Remember when you were younger, and a relative would give you a one hundred dollar bill, and you savored it? You carefully thought of what to spend it on and kept it hidden in the most precious space of your wallet. Heck, you might even still do this. I know I’m still hesitant when it comes to breaking large bills. However, if I have two of these bills, I don’t really care how I spend the first one, because I have a back up now. I have two. Even if the first one is “my first $100 ever” or even if it has the cool new design on it, whereas the second one does not, it doesn’t really matter. I have two now, so the first one doesn’t mean as much. This outlook is a lot like being someone’s "back up plan."
As someone’s back up, you stay hidden in their wallet while they go out and try to get other one hundred dollar bills. You wait and hope that maybe they will appreciate what they already have, but they usually don’t. Maybe they will find 20 dollar bills and 50 dollar bills, but they don’t quite find another one hundred dollar bill. Finally, one day, maybe they do find another one hundred dollar bill. Once this happens, the original one hundred dollar bill gets spent and forgotten, and the cycle restarts.

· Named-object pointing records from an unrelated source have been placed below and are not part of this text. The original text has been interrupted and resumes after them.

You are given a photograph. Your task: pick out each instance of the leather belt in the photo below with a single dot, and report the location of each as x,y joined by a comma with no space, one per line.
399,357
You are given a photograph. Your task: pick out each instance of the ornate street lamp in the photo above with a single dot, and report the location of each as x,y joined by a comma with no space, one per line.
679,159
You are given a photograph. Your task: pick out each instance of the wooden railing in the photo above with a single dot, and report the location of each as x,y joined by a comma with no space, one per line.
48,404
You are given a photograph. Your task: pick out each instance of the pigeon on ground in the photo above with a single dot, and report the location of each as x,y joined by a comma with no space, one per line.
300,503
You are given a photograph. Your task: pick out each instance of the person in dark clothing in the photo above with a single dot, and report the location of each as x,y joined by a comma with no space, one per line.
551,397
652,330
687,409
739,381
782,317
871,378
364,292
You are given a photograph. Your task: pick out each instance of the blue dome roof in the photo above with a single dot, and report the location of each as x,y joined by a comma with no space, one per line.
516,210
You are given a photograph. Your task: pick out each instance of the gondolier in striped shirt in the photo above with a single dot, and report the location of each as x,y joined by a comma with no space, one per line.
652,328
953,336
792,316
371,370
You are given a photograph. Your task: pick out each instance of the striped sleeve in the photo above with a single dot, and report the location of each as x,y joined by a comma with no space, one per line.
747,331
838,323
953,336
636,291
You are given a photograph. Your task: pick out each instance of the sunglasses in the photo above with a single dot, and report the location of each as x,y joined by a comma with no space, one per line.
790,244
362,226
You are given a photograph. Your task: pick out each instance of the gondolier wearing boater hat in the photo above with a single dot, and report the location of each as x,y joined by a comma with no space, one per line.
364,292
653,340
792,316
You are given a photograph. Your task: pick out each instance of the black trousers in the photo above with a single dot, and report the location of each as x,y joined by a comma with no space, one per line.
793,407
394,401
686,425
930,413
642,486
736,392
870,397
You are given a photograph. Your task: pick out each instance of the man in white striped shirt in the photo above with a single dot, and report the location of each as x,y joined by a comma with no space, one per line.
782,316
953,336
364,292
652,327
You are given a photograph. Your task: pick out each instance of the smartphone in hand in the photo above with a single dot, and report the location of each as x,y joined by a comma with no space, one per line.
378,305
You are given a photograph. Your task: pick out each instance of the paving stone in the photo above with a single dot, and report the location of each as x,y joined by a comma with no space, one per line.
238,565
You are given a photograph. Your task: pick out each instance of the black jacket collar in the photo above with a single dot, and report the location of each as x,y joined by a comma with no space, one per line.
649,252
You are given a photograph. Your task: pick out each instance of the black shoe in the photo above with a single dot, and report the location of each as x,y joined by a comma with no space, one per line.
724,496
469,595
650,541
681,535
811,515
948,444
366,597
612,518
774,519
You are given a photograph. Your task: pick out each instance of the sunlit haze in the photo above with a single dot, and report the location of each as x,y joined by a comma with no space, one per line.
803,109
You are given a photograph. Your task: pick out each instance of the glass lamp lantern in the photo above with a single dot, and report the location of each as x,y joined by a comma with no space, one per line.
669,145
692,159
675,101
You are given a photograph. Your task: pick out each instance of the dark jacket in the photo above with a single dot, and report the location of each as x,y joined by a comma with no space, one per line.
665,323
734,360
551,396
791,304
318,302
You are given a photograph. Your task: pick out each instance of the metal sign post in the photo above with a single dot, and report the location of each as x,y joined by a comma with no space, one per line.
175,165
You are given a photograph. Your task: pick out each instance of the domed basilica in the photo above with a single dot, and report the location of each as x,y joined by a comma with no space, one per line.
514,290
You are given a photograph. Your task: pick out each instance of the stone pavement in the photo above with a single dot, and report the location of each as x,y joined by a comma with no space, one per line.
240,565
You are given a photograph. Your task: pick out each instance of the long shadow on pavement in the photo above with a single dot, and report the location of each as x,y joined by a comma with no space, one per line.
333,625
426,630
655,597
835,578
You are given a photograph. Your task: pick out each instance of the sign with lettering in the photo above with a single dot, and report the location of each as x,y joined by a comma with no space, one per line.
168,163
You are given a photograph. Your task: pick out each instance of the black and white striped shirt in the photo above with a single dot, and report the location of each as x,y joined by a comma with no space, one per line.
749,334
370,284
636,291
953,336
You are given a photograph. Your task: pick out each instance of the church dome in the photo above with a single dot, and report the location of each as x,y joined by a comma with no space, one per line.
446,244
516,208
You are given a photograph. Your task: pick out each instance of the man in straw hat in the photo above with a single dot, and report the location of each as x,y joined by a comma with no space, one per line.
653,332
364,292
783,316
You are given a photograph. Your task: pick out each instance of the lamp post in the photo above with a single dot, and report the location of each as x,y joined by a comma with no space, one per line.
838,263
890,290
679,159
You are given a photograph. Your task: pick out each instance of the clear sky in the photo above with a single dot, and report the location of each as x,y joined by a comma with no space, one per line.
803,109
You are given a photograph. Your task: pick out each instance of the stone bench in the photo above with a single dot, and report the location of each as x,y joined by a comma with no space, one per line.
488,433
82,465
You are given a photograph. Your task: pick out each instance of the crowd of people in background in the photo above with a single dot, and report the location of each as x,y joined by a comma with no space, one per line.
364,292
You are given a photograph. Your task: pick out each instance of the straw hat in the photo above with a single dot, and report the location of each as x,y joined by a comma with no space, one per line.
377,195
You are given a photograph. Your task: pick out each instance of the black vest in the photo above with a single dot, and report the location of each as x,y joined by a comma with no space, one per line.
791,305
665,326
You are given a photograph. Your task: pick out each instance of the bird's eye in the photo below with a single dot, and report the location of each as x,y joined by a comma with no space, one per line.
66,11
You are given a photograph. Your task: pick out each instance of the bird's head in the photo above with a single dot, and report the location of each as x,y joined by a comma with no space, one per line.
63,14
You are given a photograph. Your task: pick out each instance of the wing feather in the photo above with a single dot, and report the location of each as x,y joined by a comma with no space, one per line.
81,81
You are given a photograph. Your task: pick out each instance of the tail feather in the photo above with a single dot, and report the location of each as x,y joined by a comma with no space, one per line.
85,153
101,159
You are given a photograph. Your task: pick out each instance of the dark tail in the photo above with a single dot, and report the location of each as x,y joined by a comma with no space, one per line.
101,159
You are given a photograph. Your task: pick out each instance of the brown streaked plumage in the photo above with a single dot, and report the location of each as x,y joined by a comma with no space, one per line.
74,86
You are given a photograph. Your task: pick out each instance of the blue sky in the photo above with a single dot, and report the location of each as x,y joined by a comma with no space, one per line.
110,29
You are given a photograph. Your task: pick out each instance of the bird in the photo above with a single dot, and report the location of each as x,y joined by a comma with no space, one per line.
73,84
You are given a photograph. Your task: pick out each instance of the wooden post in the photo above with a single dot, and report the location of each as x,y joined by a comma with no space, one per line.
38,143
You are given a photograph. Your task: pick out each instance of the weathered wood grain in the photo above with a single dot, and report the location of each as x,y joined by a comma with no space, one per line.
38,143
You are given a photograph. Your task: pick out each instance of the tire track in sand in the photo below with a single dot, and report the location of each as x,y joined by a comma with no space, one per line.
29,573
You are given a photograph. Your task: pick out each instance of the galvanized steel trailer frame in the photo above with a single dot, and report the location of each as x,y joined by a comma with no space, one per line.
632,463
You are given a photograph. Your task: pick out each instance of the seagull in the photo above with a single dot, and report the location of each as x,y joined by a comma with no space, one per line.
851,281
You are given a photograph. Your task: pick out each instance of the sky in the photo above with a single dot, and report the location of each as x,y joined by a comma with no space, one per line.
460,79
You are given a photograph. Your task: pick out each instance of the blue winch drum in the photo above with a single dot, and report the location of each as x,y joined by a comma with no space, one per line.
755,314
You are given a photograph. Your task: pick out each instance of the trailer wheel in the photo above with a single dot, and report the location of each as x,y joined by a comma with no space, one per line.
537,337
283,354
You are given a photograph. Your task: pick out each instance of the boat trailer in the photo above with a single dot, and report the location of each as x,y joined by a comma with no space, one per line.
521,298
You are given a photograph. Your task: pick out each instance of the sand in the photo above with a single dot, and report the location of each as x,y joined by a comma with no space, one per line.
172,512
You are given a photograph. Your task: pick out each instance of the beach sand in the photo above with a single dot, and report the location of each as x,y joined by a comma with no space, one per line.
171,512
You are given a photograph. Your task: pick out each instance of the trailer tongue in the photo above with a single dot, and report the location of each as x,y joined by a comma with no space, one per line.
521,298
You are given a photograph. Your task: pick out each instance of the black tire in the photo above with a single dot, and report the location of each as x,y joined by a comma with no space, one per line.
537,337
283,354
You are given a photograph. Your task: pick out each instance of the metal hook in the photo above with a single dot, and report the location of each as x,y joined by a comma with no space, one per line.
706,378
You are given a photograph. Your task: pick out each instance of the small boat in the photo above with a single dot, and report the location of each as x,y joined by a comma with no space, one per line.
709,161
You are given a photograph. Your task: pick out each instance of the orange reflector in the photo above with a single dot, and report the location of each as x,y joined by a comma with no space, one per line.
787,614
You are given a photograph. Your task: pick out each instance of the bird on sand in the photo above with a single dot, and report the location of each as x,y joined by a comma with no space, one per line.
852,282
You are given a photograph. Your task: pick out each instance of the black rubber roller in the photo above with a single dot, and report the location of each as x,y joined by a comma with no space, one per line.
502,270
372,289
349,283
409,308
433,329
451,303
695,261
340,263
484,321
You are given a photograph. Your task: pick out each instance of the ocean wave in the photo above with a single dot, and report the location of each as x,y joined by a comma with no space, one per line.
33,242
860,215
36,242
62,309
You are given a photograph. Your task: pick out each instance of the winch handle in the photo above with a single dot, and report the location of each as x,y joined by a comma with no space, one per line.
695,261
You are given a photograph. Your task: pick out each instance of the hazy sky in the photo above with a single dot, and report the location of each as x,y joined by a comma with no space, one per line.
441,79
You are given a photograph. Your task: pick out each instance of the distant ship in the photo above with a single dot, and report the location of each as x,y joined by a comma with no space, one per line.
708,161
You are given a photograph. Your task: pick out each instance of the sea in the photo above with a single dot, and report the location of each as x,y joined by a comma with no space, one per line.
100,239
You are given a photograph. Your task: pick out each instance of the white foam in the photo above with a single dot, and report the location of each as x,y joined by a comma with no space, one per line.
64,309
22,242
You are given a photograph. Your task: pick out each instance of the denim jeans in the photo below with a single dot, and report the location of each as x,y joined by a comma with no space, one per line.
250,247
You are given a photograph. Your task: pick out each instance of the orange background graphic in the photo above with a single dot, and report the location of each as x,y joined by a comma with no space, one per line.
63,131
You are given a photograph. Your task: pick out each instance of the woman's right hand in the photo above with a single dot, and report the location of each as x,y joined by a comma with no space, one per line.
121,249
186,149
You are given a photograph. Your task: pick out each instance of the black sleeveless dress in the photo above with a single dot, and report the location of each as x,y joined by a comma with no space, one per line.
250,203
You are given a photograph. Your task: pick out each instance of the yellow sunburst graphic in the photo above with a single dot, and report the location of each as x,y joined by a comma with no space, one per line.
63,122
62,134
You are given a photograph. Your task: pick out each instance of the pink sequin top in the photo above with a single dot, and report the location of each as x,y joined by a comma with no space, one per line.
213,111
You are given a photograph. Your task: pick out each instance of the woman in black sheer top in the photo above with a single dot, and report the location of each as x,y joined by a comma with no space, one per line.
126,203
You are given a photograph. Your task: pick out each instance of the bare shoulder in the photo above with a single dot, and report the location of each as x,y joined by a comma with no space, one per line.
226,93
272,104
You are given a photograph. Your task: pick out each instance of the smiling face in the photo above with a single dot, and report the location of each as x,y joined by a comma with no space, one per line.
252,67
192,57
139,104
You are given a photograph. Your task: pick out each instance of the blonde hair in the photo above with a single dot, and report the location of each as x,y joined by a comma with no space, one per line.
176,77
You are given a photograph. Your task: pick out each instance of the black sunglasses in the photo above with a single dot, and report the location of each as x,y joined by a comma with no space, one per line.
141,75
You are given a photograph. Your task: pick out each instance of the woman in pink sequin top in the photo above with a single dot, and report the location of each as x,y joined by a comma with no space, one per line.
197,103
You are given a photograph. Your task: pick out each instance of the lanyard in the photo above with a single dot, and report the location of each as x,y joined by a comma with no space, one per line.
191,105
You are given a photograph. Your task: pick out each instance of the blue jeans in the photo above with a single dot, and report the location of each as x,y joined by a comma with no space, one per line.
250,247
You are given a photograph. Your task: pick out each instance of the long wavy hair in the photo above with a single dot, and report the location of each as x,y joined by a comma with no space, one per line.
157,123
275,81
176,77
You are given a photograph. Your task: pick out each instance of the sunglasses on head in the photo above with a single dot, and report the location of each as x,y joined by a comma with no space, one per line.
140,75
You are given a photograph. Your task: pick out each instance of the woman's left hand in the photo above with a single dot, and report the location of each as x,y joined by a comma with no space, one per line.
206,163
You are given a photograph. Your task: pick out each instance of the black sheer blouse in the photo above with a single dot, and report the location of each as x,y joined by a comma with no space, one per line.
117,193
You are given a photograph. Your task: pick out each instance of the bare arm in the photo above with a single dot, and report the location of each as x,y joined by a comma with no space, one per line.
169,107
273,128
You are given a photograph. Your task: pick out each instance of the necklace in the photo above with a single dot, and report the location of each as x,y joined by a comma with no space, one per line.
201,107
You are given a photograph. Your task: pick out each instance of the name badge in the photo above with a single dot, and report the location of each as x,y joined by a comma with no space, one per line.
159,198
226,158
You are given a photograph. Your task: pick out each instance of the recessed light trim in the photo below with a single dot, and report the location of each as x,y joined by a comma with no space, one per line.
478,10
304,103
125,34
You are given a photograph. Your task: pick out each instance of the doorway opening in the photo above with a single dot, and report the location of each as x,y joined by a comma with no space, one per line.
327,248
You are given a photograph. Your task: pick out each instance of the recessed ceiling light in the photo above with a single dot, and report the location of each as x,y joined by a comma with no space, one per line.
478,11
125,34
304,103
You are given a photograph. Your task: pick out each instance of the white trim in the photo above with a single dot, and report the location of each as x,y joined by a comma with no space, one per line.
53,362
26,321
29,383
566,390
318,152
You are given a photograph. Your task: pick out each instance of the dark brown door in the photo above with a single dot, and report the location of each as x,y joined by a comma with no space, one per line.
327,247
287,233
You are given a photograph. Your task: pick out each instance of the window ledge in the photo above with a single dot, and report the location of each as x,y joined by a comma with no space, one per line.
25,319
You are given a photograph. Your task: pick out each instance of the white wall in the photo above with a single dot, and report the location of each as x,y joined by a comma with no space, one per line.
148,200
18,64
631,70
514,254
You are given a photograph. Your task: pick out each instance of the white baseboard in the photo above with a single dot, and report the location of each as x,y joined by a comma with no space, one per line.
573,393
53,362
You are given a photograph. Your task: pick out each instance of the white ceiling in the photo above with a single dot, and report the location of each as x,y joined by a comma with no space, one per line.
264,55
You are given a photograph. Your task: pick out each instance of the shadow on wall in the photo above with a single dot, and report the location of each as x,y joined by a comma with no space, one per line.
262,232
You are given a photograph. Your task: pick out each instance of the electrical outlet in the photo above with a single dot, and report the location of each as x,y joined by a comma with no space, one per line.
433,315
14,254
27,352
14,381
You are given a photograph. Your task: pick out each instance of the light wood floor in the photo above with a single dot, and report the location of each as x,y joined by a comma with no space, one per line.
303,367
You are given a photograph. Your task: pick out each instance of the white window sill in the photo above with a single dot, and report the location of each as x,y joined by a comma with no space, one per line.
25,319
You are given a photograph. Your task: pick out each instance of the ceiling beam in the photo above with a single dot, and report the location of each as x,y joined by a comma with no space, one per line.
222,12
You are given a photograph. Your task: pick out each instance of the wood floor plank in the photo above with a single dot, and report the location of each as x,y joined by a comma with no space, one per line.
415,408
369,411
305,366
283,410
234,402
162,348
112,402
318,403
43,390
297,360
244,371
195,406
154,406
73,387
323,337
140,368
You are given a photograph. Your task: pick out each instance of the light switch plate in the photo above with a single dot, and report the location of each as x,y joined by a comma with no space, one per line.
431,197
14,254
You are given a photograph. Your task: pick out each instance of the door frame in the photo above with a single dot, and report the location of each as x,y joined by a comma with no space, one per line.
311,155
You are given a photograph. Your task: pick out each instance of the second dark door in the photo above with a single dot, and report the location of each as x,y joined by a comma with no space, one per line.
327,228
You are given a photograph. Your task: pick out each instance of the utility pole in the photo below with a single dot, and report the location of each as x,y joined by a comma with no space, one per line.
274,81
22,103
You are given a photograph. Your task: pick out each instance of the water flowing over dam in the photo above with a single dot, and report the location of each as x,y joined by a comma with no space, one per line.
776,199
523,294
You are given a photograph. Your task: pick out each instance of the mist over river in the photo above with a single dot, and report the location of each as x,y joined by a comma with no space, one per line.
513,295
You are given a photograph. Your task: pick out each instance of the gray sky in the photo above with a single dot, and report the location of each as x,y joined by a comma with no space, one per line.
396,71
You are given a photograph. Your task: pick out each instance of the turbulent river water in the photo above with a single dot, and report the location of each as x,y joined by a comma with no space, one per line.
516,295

Strangely, this phenomenon sounds a lot like an unappreciative significant other. They keep you around with minimal effort, but keep you just involved enough so you stay in the toxic cycle. However, once they find a new person to keep them occupied and who matches up to you in their mind (not just another 50 or 20, but a rivaling one hundred), then you get dropped like a hat, as if this limbo wasn't already like being dropped.
It sucks, but this analogy is the rule of being an option. If it sounds familiar to you, then, unfortunately, it probably is.
Whoever is keeping you around just enough so that they can fall back on you if they don’t find their next one hundred dollar bill is probably just using you. This may not be on purpose, or it may be deliberate; that is a case by case basis. If this is you, though, and you see it playing out in your own life, stop it!
Just like in the real world, if you leave your money out irresponsibly and don’t take care of it, it gets stolen. If someone puts you on the back burner and treats you like an option, it’s time to look at other opportunities for yourself so you can ultimately get “stolen.”
Being stuck in someone’s wallet is an injustice. If they aren’t going to make the commitment to put you in savings and keep you around, but they’re too greedy to spend you on something (let you go), then you should respond in the way any money responds when it is used improperly and pull a vanishing act.